«Algún tiempo después, se secó el arroyo porque no había llovido en el país» (1 Reyes 17:7).
Semana tras semana, con un espíritu inquebrantable y firme, Elías observaba el arroyo cómo iba disminuyendo su cauce hasta que finalmente se secó. Tentado con frecuencia a dejarse llevar por la incredulidad, nunca dejó que las circunstancias se interpusieran entre él y Dios.
La incredulidad mira a Dios a través de las circunstancias, así como a menudo vemos el sol oscurecido por las nubes o el humo. Pero la fe pone a Dios entre uno mismo y sus circunstancias y las mira a través de él.
El arroyo de Elías disminuyó hasta convertirse en un hilo plateado que formaba pozas en la base de las grandes rocas. Pero las pozas se evaporaron, las aves volaron a otros sitios y los animales salvajes del campo y del bosque ya no volvieron a beber.

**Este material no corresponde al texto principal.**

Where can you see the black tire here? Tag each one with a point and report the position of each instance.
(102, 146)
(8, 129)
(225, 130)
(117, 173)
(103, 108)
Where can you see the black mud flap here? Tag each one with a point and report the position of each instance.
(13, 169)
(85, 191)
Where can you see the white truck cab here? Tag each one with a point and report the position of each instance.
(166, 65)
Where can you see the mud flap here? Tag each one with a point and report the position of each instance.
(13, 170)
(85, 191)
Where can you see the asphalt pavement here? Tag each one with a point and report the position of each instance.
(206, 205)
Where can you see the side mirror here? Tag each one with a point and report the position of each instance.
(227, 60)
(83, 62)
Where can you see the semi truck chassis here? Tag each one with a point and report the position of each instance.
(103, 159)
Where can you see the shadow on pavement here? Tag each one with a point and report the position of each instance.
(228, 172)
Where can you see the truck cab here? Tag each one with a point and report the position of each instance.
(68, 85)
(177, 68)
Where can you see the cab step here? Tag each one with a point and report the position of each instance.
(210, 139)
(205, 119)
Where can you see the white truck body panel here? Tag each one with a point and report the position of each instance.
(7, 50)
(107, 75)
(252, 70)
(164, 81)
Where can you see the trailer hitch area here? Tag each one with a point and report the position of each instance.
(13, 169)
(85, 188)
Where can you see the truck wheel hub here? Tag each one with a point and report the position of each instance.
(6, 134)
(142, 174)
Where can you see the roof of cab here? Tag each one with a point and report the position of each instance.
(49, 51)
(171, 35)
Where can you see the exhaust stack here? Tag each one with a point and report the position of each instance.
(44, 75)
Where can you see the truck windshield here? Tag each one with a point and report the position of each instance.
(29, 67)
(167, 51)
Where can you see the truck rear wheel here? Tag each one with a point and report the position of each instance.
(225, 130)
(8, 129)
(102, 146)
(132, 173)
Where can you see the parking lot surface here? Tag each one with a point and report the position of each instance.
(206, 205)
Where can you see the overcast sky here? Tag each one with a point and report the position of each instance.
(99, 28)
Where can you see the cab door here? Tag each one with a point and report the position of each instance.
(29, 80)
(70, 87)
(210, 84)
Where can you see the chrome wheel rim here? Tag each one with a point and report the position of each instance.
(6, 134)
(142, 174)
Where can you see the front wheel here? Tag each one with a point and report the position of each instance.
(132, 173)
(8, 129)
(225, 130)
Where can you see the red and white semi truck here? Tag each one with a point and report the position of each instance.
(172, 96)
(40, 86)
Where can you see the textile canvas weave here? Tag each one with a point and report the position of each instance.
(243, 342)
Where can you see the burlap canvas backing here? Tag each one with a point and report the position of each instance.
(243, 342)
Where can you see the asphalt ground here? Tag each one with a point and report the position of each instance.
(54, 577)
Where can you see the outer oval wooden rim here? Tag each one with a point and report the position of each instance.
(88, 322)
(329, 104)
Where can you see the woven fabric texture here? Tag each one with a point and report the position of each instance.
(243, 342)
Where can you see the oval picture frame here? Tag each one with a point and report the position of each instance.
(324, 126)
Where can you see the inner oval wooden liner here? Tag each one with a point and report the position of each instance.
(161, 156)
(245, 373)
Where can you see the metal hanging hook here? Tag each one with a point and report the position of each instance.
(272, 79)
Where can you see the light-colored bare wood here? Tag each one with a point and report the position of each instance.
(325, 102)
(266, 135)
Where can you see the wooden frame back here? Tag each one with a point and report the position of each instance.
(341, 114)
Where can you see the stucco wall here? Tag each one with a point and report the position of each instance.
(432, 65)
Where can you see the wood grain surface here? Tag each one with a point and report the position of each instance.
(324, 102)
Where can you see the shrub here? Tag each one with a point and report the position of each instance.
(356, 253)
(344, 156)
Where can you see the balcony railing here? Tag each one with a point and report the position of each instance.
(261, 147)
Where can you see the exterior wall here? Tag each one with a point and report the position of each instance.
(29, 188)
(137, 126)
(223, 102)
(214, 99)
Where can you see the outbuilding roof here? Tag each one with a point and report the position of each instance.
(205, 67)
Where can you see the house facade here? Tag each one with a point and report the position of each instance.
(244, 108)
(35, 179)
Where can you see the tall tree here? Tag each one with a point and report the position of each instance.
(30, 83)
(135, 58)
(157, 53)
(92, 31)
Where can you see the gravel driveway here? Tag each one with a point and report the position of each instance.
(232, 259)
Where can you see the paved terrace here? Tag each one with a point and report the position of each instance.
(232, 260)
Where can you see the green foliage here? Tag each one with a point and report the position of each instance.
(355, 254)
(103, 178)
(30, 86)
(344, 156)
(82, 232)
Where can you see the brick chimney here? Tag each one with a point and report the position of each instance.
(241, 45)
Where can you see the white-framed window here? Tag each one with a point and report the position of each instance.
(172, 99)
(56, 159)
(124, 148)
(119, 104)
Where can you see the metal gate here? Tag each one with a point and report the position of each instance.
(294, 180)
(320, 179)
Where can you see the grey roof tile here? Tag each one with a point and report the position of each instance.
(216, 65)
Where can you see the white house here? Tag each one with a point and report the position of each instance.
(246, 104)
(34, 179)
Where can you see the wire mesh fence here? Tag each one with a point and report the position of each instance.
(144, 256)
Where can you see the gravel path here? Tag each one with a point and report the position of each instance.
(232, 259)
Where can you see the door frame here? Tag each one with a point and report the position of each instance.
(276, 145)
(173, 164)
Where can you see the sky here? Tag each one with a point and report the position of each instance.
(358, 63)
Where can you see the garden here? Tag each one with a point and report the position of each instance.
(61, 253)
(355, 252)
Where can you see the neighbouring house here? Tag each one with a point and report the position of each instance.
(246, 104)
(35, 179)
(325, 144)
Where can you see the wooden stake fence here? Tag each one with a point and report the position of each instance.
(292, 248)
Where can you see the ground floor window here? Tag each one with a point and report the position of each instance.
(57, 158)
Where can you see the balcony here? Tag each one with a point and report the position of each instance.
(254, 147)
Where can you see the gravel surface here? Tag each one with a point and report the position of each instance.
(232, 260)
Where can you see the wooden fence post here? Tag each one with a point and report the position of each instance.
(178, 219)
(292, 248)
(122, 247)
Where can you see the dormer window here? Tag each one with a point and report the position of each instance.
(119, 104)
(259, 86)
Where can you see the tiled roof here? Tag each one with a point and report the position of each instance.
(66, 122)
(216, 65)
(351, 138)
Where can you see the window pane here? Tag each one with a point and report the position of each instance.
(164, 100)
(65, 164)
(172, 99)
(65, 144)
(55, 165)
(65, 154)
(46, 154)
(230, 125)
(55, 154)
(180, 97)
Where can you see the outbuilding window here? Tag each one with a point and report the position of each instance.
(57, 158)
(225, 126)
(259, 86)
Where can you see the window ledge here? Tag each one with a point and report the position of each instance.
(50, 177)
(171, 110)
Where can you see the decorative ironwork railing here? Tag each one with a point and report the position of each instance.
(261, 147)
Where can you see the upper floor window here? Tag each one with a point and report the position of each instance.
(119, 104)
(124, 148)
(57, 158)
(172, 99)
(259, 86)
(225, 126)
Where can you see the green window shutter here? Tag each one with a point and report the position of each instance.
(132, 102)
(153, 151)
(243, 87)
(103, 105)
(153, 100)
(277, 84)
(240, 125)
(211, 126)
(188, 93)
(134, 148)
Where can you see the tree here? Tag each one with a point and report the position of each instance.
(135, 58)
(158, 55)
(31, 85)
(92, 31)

El arroyo estaba completamente seco. Y solo entonces ocurrió que vino al espíritu paciente y fiel de Elías la palabra del Señor diciéndole: «Ve ahora a Sarepta» (1 Reyes 17:9).

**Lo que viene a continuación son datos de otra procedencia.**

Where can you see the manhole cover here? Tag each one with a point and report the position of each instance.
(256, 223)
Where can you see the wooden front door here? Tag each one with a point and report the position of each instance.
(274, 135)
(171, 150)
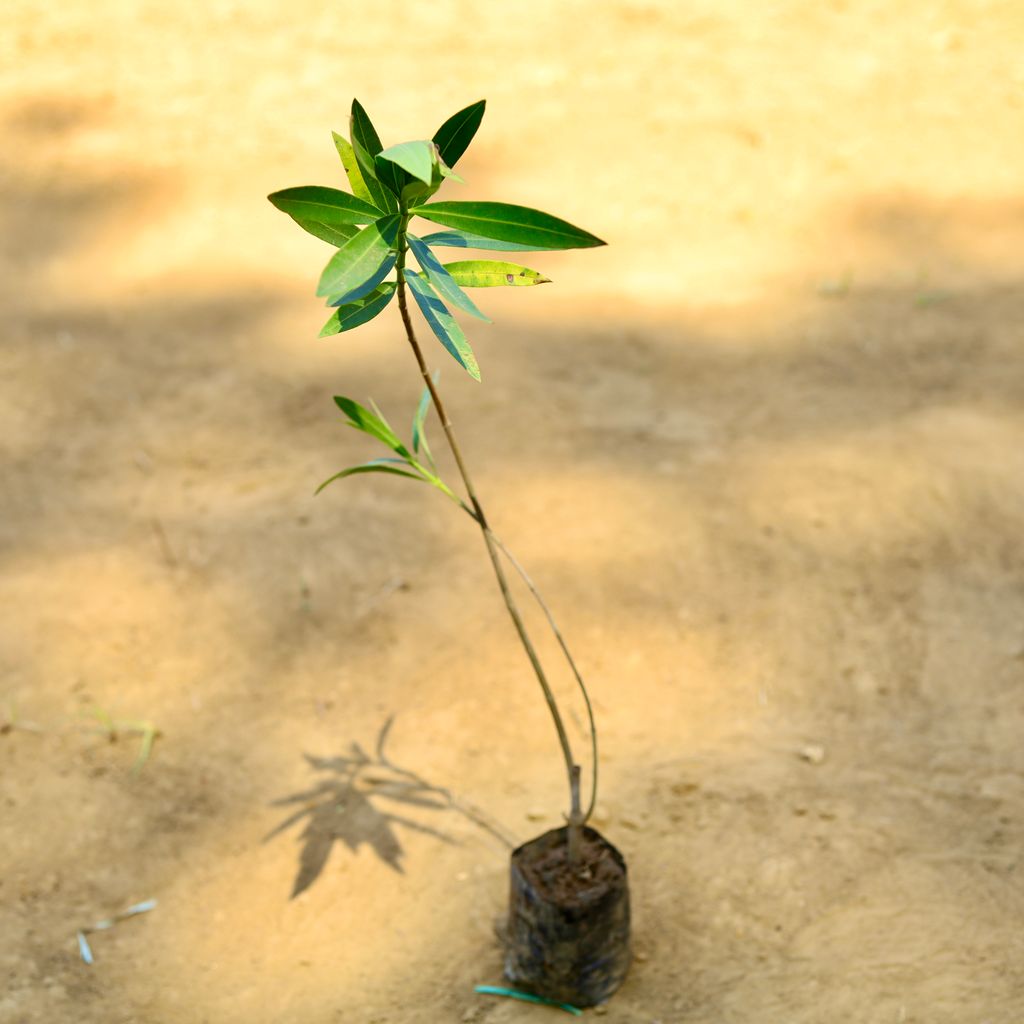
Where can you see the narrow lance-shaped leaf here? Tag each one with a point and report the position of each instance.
(374, 466)
(508, 222)
(360, 291)
(360, 258)
(493, 273)
(363, 131)
(354, 314)
(455, 135)
(368, 188)
(441, 281)
(419, 425)
(442, 323)
(366, 142)
(328, 206)
(465, 240)
(337, 235)
(371, 423)
(416, 158)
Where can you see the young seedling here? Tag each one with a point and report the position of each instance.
(371, 229)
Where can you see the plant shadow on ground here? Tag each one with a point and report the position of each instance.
(345, 807)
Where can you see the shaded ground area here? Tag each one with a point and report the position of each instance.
(764, 455)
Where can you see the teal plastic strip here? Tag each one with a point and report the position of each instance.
(512, 993)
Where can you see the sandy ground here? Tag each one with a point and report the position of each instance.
(764, 454)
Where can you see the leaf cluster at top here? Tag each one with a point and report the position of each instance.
(370, 229)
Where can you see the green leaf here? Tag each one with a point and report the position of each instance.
(354, 294)
(337, 235)
(374, 466)
(464, 240)
(363, 131)
(390, 175)
(507, 222)
(366, 144)
(369, 189)
(371, 423)
(416, 158)
(354, 314)
(442, 282)
(491, 273)
(359, 258)
(442, 323)
(325, 206)
(455, 135)
(419, 424)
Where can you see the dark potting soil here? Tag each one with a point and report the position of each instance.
(549, 872)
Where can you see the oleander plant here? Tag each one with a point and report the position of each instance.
(553, 948)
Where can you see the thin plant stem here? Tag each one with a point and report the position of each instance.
(570, 767)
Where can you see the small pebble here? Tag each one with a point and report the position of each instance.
(812, 754)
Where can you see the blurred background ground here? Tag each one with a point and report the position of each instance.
(764, 453)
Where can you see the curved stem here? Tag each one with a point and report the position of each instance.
(478, 514)
(568, 657)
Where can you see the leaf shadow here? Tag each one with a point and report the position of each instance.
(344, 807)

La mayoría de nosotros nos habríamos puesto ansiosos y cansados y habríamos hecho otros planes antes que Dios nos hablara. Nuestro canto habría cesado tan pronto como el fluir del agua perdía su musicalidad sobre el lecho rocoso.
Habríamos colgado el arpa en los sauces cercanos y empezado a pasearnos arriba y abajo sobre la hierba seca, preocupados por nuestra situación. Y probablemente, mucho antes que el arroyo se secara ya habríamos estructurado algún plan, pedido a Dios que lo bendijera y habríamos salido para otra parte.
A menudo Dios tiene que desenredarnos del lío que hemos armado, porque «su gran amor perdura para siempre» (1 Crónicas 16:34). Pero si solo hubiésemos sido pacientes y esperado para ver el desarrollo de su plan, nunca nos habríamos hallado en un laberinto tan complicado sin poder ver la salida.
Ni nunca habríamos tenido que volver atrás, desandar el camino, perder tiempo valioso y llorar lágrimas de vergüenza.
«Pon tu esperanza en el SEÑOR» (Salmos 27:14). ¡Espera con paciencia!